SARASOTA, Fla. -- A civil rights lawsuit has been filed against Sarasota County Sheriff Tom Knight and two deputies involved in the 2012 shooting of motorist Rodney Mitchell. The suit alleges that Sheriff Knight instituted unconstitutional office policies that resulted in Mitchell’s death on June 11, 2012. The lawsuit accuses the deputies involved of using excessive force, and says Sheriff’s Department policies may have played a role in the shooting.

The 66-page lawsuit filed in federal court highlights the rationale for a civil rights action. According to the complaint, the deputies conducted an illegal traffic stop -- an unreasonable seizure under the Fourth Amendment -- and used excessive force resulting in Mitchell’s death. The documents go on to say that Sheriff Knight failed to promulgate adequate policies and failed to supervise his subordinates.
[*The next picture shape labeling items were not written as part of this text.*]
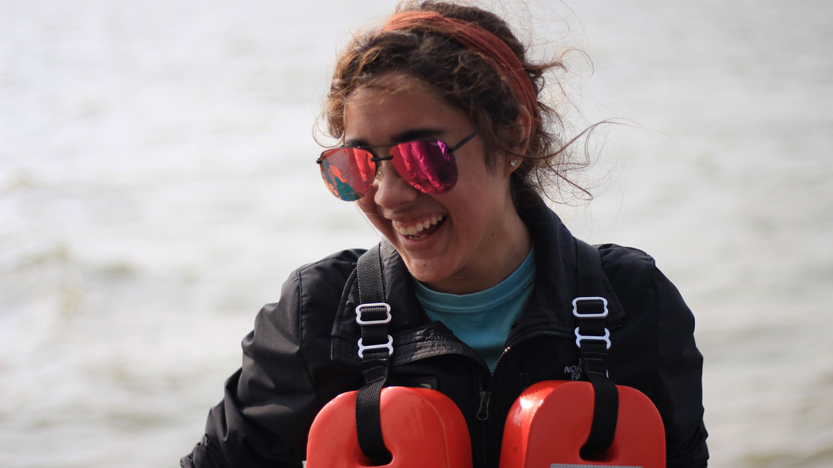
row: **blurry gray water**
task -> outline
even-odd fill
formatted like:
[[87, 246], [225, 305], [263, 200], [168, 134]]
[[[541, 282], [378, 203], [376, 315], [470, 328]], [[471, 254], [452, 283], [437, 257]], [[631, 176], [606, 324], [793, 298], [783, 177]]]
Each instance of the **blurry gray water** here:
[[[556, 210], [686, 297], [713, 466], [833, 466], [833, 7], [576, 3], [576, 125], [639, 127]], [[376, 241], [312, 129], [392, 4], [0, 0], [0, 466], [176, 466], [289, 272]]]

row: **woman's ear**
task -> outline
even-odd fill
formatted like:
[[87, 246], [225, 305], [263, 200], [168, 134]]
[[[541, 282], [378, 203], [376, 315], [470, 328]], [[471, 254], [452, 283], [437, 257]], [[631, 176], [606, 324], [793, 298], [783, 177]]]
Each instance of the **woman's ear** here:
[[[512, 126], [509, 137], [512, 142], [512, 151], [516, 154], [526, 155], [526, 148], [529, 147], [529, 139], [531, 137], [532, 117], [524, 107], [518, 110], [518, 119]], [[523, 158], [514, 155], [506, 155], [506, 170], [510, 174], [520, 167], [521, 163], [523, 162]]]

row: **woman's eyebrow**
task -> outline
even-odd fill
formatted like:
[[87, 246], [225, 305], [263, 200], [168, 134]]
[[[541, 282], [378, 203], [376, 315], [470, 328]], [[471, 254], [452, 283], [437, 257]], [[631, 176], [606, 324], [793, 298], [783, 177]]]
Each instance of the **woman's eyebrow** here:
[[393, 143], [402, 143], [402, 142], [410, 142], [412, 140], [421, 140], [422, 138], [429, 137], [437, 137], [440, 135], [445, 133], [445, 130], [441, 130], [436, 127], [421, 127], [421, 128], [412, 128], [402, 132], [402, 133], [397, 133], [393, 136]]
[[423, 138], [436, 138], [444, 134], [446, 130], [436, 128], [436, 127], [420, 127], [420, 128], [410, 128], [402, 132], [401, 133], [397, 133], [393, 136], [393, 139], [387, 144], [381, 145], [371, 145], [367, 140], [362, 138], [352, 138], [344, 142], [344, 146], [351, 147], [387, 147], [389, 145], [396, 145], [397, 143], [402, 143], [403, 142], [411, 142], [413, 140], [421, 140]]

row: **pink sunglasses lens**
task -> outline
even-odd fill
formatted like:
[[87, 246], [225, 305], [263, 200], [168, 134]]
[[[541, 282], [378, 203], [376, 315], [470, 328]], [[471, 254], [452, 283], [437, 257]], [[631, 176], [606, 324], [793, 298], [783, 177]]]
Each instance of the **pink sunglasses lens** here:
[[457, 164], [446, 143], [421, 140], [395, 145], [391, 150], [399, 176], [423, 193], [441, 194], [457, 182]]
[[334, 148], [322, 152], [319, 162], [327, 188], [347, 202], [364, 197], [376, 177], [372, 157], [370, 152], [360, 148]]

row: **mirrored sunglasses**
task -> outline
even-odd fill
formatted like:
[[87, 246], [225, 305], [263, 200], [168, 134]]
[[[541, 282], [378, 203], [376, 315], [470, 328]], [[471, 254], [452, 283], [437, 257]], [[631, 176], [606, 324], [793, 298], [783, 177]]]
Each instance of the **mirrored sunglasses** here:
[[453, 147], [431, 139], [397, 143], [382, 157], [370, 149], [387, 145], [342, 147], [324, 151], [316, 162], [327, 187], [347, 202], [359, 200], [370, 191], [382, 161], [390, 161], [399, 177], [422, 193], [441, 194], [457, 182], [454, 152], [476, 135], [475, 131]]

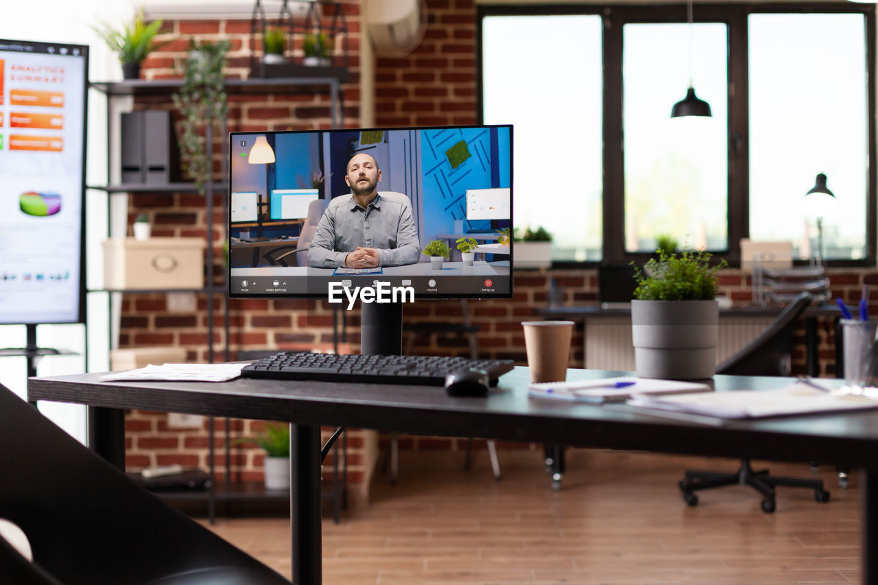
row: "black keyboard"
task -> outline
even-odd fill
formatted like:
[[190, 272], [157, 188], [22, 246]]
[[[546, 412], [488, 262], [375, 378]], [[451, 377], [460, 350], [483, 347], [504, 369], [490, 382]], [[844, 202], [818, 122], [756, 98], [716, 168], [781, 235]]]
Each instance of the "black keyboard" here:
[[245, 365], [241, 375], [271, 379], [444, 386], [446, 375], [475, 368], [486, 372], [491, 386], [496, 386], [497, 379], [511, 371], [513, 365], [511, 359], [281, 351]]

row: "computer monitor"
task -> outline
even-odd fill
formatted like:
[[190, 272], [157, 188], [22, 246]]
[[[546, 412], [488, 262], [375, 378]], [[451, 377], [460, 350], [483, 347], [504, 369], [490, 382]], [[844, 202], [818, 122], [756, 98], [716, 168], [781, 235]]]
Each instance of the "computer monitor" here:
[[256, 191], [233, 191], [228, 206], [232, 223], [255, 223], [259, 220], [259, 194]]
[[[284, 233], [287, 246], [271, 242], [265, 253], [234, 254], [241, 244], [230, 238], [229, 296], [327, 300], [330, 288], [380, 281], [410, 288], [407, 293], [414, 299], [511, 297], [513, 244], [500, 244], [500, 232], [513, 220], [512, 134], [509, 125], [231, 133], [230, 221], [242, 220], [242, 193], [251, 199], [253, 192], [271, 193], [272, 220], [306, 216], [306, 206], [313, 206], [304, 200], [315, 193], [324, 205], [306, 217], [298, 235]], [[260, 136], [274, 150], [275, 162], [248, 162]], [[346, 182], [355, 158], [378, 165], [380, 199], [368, 209], [356, 205]], [[361, 184], [359, 167], [356, 172], [354, 191], [366, 190], [369, 181]], [[479, 213], [496, 222], [495, 232], [477, 235], [471, 260], [457, 242], [467, 235], [457, 233], [467, 217], [467, 191], [486, 202]], [[287, 198], [294, 203], [286, 206]], [[423, 253], [435, 241], [450, 249], [442, 268]], [[357, 247], [377, 250], [379, 265], [346, 267]]]
[[511, 200], [508, 188], [467, 189], [466, 219], [469, 221], [507, 219], [512, 214]]
[[272, 220], [304, 220], [312, 201], [320, 199], [317, 189], [272, 189], [269, 204]]

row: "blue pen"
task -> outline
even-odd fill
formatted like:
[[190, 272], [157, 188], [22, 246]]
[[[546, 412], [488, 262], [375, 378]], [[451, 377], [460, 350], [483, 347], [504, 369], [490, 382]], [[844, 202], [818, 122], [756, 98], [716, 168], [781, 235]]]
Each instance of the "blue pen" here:
[[842, 317], [844, 317], [845, 319], [853, 319], [853, 315], [851, 314], [851, 311], [850, 309], [847, 308], [847, 305], [845, 304], [844, 300], [842, 300], [838, 297], [836, 297], [835, 304], [838, 306], [839, 309], [841, 309]]

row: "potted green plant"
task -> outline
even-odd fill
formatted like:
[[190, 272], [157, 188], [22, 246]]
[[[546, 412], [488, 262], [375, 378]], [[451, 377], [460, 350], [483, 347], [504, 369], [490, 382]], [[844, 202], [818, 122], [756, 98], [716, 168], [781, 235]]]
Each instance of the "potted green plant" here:
[[479, 242], [465, 235], [462, 238], [457, 238], [457, 249], [460, 250], [460, 256], [464, 260], [464, 265], [471, 266], [472, 261], [476, 257], [476, 248], [479, 247]]
[[329, 67], [332, 60], [333, 43], [326, 32], [308, 32], [302, 40], [302, 51], [305, 52], [304, 65], [308, 67]]
[[208, 155], [212, 145], [207, 142], [199, 129], [205, 123], [220, 129], [226, 119], [223, 66], [228, 47], [227, 40], [191, 43], [186, 57], [183, 85], [179, 93], [173, 96], [174, 105], [183, 117], [179, 139], [184, 161], [183, 168], [191, 176], [201, 194], [205, 193], [205, 185], [213, 176], [213, 168]]
[[277, 27], [270, 27], [265, 31], [263, 38], [263, 45], [265, 49], [263, 54], [263, 62], [270, 65], [284, 63], [284, 48], [286, 47], [286, 36], [284, 30]]
[[540, 226], [515, 232], [513, 263], [515, 268], [543, 268], [551, 265], [551, 234]]
[[155, 42], [153, 38], [162, 28], [162, 20], [154, 20], [148, 25], [143, 21], [143, 12], [139, 11], [134, 17], [131, 26], [122, 25], [113, 28], [102, 23], [100, 27], [92, 27], [100, 35], [122, 63], [122, 77], [124, 79], [137, 79], [140, 76], [140, 63], [151, 51], [166, 44]]
[[716, 371], [719, 307], [717, 272], [710, 254], [659, 251], [644, 269], [635, 267], [631, 334], [637, 375], [694, 379]]
[[149, 224], [149, 216], [146, 213], [139, 213], [134, 219], [132, 229], [134, 232], [135, 240], [148, 240], [152, 232], [152, 226]]
[[241, 437], [235, 444], [255, 443], [265, 450], [263, 471], [265, 489], [290, 488], [290, 425], [266, 422], [255, 437]]
[[442, 240], [434, 240], [426, 246], [421, 254], [430, 257], [430, 268], [435, 271], [442, 270], [443, 261], [447, 260], [450, 250]]

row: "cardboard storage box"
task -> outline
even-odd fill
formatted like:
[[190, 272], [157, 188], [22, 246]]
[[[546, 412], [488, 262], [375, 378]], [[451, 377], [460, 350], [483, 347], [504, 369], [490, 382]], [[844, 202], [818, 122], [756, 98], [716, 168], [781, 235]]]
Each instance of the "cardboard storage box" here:
[[201, 238], [111, 238], [104, 242], [104, 287], [204, 288]]
[[136, 370], [149, 364], [162, 365], [185, 363], [186, 350], [182, 347], [126, 347], [110, 351], [110, 369], [113, 372]]

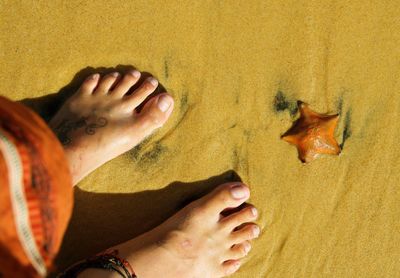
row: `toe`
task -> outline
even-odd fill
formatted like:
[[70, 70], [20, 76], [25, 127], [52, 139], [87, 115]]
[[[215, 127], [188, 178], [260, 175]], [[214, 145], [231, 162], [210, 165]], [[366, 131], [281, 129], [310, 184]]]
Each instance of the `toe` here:
[[111, 87], [117, 82], [119, 78], [119, 73], [118, 72], [113, 72], [113, 73], [109, 73], [106, 76], [104, 76], [100, 82], [99, 85], [97, 86], [96, 90], [95, 90], [95, 94], [99, 94], [99, 95], [105, 95], [107, 94]]
[[252, 240], [260, 235], [260, 227], [256, 224], [246, 224], [237, 231], [232, 232], [232, 244], [239, 244], [246, 240]]
[[229, 261], [225, 261], [222, 264], [222, 277], [231, 275], [233, 273], [235, 273], [236, 271], [238, 271], [238, 269], [240, 268], [240, 261], [239, 260], [229, 260]]
[[174, 108], [174, 99], [167, 93], [151, 98], [142, 111], [137, 114], [132, 127], [141, 130], [143, 137], [149, 136], [155, 129], [164, 125]]
[[79, 88], [79, 93], [81, 94], [92, 94], [97, 84], [99, 83], [100, 74], [95, 73], [90, 75], [86, 80], [82, 83]]
[[140, 72], [131, 70], [122, 78], [122, 80], [115, 86], [112, 94], [117, 97], [123, 97], [129, 89], [135, 85], [140, 78]]
[[221, 224], [225, 226], [228, 230], [232, 231], [243, 223], [256, 220], [257, 216], [257, 209], [253, 206], [248, 206], [238, 212], [222, 218]]
[[249, 254], [251, 250], [251, 244], [249, 241], [244, 241], [240, 244], [235, 244], [228, 251], [227, 259], [228, 260], [238, 260], [242, 259]]
[[216, 216], [227, 208], [236, 208], [250, 197], [249, 188], [240, 182], [226, 183], [199, 200], [206, 207], [208, 214]]
[[139, 88], [126, 98], [126, 102], [132, 107], [138, 107], [158, 86], [158, 81], [154, 77], [147, 78]]

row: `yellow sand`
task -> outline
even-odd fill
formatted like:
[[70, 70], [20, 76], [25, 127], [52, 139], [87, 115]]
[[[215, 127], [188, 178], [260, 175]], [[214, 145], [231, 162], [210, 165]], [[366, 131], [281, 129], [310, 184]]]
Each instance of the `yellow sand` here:
[[[2, 94], [41, 97], [122, 64], [176, 99], [161, 131], [79, 185], [62, 266], [237, 174], [263, 234], [233, 277], [398, 276], [398, 1], [15, 2], [0, 2]], [[302, 165], [277, 100], [341, 112], [342, 154]]]

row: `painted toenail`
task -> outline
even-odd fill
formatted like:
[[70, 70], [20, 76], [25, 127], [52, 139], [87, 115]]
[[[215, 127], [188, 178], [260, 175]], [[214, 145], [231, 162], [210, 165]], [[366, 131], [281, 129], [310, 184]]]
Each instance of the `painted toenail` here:
[[139, 78], [140, 77], [140, 72], [138, 72], [137, 70], [130, 71], [130, 74], [135, 78]]
[[235, 199], [243, 199], [247, 197], [247, 192], [242, 185], [238, 184], [231, 188], [231, 195]]
[[256, 208], [251, 208], [251, 214], [253, 214], [253, 216], [254, 217], [256, 217], [257, 216], [257, 214], [258, 214], [258, 211], [257, 211], [257, 209]]
[[260, 235], [260, 228], [258, 226], [253, 228], [253, 235], [254, 237], [258, 237]]
[[154, 77], [149, 77], [147, 81], [150, 82], [154, 87], [158, 85], [158, 81]]
[[171, 98], [166, 96], [166, 95], [162, 95], [158, 98], [158, 108], [162, 111], [162, 112], [166, 112], [168, 110], [168, 108], [171, 106]]
[[250, 250], [251, 250], [251, 245], [250, 244], [245, 244], [244, 251], [246, 252], [246, 254], [249, 253]]

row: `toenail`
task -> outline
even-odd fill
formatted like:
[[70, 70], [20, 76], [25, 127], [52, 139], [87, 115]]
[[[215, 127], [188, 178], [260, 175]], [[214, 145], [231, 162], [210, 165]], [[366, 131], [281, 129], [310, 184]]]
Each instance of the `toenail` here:
[[249, 243], [248, 243], [248, 244], [245, 244], [245, 245], [244, 245], [244, 251], [246, 252], [246, 254], [249, 253], [250, 250], [251, 250], [251, 245], [250, 245]]
[[166, 112], [168, 110], [168, 108], [171, 106], [171, 98], [166, 96], [166, 95], [162, 95], [158, 98], [158, 108], [162, 111], [162, 112]]
[[235, 199], [243, 199], [247, 197], [247, 192], [241, 184], [235, 185], [231, 188], [231, 195]]
[[251, 214], [252, 214], [254, 217], [257, 216], [258, 211], [257, 211], [257, 209], [256, 209], [255, 207], [252, 207], [252, 208], [251, 208]]
[[149, 77], [147, 81], [150, 82], [150, 84], [153, 85], [154, 87], [158, 85], [158, 81], [154, 77]]
[[132, 70], [129, 73], [135, 78], [139, 78], [140, 77], [140, 72], [138, 72], [137, 70]]
[[258, 237], [260, 235], [260, 228], [258, 226], [254, 226], [253, 235], [254, 237]]

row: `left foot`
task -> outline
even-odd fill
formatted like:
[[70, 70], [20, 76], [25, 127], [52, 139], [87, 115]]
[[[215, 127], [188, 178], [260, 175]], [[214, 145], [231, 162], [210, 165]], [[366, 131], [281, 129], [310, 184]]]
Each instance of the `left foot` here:
[[117, 72], [103, 78], [93, 74], [50, 121], [64, 145], [74, 184], [135, 147], [168, 120], [174, 100], [167, 93], [152, 97], [140, 113], [135, 110], [158, 86], [149, 77], [128, 94], [139, 78], [136, 70], [123, 77]]

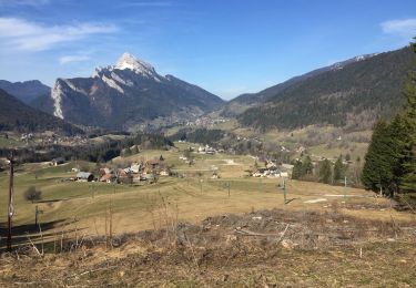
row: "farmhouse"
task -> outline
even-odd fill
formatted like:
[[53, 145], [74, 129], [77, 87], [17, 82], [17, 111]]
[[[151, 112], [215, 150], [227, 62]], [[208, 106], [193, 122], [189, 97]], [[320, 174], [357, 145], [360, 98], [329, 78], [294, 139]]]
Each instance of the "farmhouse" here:
[[79, 172], [77, 173], [75, 179], [78, 182], [92, 182], [94, 179], [94, 175], [90, 172]]
[[58, 157], [58, 158], [54, 158], [54, 160], [51, 161], [51, 164], [53, 166], [58, 166], [58, 165], [63, 164], [63, 163], [65, 163], [65, 160], [63, 157]]

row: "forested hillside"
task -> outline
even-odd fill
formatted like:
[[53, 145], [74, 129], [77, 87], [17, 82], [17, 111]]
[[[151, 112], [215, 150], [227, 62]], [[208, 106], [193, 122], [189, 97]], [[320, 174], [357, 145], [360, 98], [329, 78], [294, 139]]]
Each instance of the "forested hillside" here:
[[69, 134], [83, 133], [82, 130], [37, 111], [0, 89], [0, 131], [40, 132], [61, 131]]
[[311, 124], [372, 127], [403, 104], [402, 86], [414, 58], [407, 47], [307, 78], [248, 109], [239, 121], [262, 130]]

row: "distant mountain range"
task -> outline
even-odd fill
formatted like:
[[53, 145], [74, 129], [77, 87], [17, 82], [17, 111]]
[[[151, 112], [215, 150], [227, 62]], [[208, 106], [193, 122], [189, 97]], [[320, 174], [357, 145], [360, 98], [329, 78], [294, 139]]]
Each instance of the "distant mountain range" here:
[[83, 133], [61, 119], [26, 105], [0, 89], [0, 131]]
[[34, 99], [39, 96], [48, 95], [51, 93], [51, 88], [44, 85], [39, 80], [14, 83], [6, 80], [0, 80], [0, 89], [18, 97], [26, 104], [31, 103]]
[[223, 115], [261, 130], [332, 124], [369, 128], [403, 103], [402, 88], [415, 55], [400, 50], [354, 58], [231, 101]]
[[219, 96], [124, 53], [91, 78], [58, 79], [33, 105], [71, 123], [128, 130], [161, 120], [165, 124], [202, 115], [223, 104]]
[[[1, 127], [29, 128], [22, 116], [34, 115], [6, 93], [67, 122], [109, 130], [134, 130], [153, 122], [163, 126], [210, 112], [260, 130], [311, 124], [369, 128], [378, 117], [388, 117], [400, 107], [402, 86], [414, 69], [414, 58], [408, 47], [356, 56], [225, 103], [173, 75], [160, 75], [149, 63], [124, 53], [114, 65], [98, 68], [90, 78], [58, 79], [51, 90], [39, 81], [0, 81], [8, 92], [2, 91], [0, 99]], [[11, 110], [13, 103], [22, 113]], [[45, 124], [45, 114], [40, 115], [42, 124], [33, 124], [35, 128]], [[51, 123], [63, 128], [67, 124], [55, 117]]]

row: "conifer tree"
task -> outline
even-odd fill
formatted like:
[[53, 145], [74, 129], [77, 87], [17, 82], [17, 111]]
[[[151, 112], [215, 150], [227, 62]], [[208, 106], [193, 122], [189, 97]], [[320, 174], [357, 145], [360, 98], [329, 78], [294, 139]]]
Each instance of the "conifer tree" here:
[[331, 178], [332, 178], [331, 162], [328, 160], [324, 160], [323, 162], [321, 162], [319, 181], [323, 183], [329, 184]]
[[[416, 38], [414, 38], [416, 40]], [[412, 43], [416, 53], [416, 42]], [[408, 124], [409, 144], [405, 151], [402, 163], [403, 175], [400, 176], [400, 188], [405, 192], [416, 192], [416, 59], [414, 71], [409, 72], [404, 88], [406, 106], [404, 116]], [[407, 152], [407, 155], [406, 155]]]
[[298, 179], [302, 177], [302, 162], [296, 161], [292, 169], [292, 179]]
[[386, 194], [394, 178], [395, 161], [389, 125], [379, 121], [374, 127], [372, 142], [365, 155], [362, 182], [367, 189]]
[[312, 175], [314, 165], [312, 164], [311, 157], [307, 155], [302, 162], [302, 174], [301, 176]]
[[339, 155], [334, 165], [334, 182], [337, 182], [344, 177], [344, 171], [343, 157]]

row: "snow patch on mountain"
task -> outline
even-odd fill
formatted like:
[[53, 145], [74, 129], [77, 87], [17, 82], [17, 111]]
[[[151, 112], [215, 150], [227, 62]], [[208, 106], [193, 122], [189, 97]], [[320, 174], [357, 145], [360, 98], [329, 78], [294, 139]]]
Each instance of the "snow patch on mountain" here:
[[123, 90], [121, 86], [119, 86], [114, 80], [112, 80], [111, 78], [108, 78], [108, 76], [105, 76], [105, 75], [102, 75], [101, 79], [102, 79], [102, 81], [104, 81], [104, 83], [108, 84], [110, 88], [115, 89], [115, 90], [119, 91], [120, 93], [124, 94], [124, 90]]

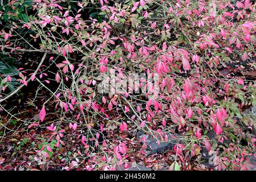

In an interview with ABC 7 Black Almanac host Dr. Ed James, the attorneys who filed the documents made an even more shocking claim.

"This is nothing but a complete cover up and it appears to be a conspiracy," said attorney Vana Renejuste.

According to a Sarasota Sheriff's Office report issued after the shooting occurred, Deputy Adam Shaw pulled Mitchell over for an alleged seatbelt violation. Sgt. Troy Sasse arrived on the scene as backup. Shortly thereafter shots were fired.

A crime scene investigator hired by attorneys to look into the shooting said he's found inconsistencies with the deputies’ actions and the internal investigation conducted by the Sheriff's Office that found the deputies did nothing wrong.

"There is a situation, where as we discussed before, if you admit facts your outcome is going to be different,” says investigator Ken Williams. “And in the case of the Sarasota Sheriff's Office they have omitted certain facts, they have omitted testimony, and it has tainted the outcome in my belief.”

ABC 7 reached out to the Sarasota Sheriff's Office for comment, but they declined saying the law prohibits them from talking about the topic. They did send us this statement after a previous request for comment:

"While it is regrettable that Mr. Mitchell lost his life, the facts of this case confirm that he chose to disobey the lawful commands of the deputies."

But the attorney and the independent investigator in this case disagree.

"I’m able to analogize it and see things that are criminal, unreasonable and don’t make sense,” says Williams. “It leads one to believe what the heck is going on in Florida?"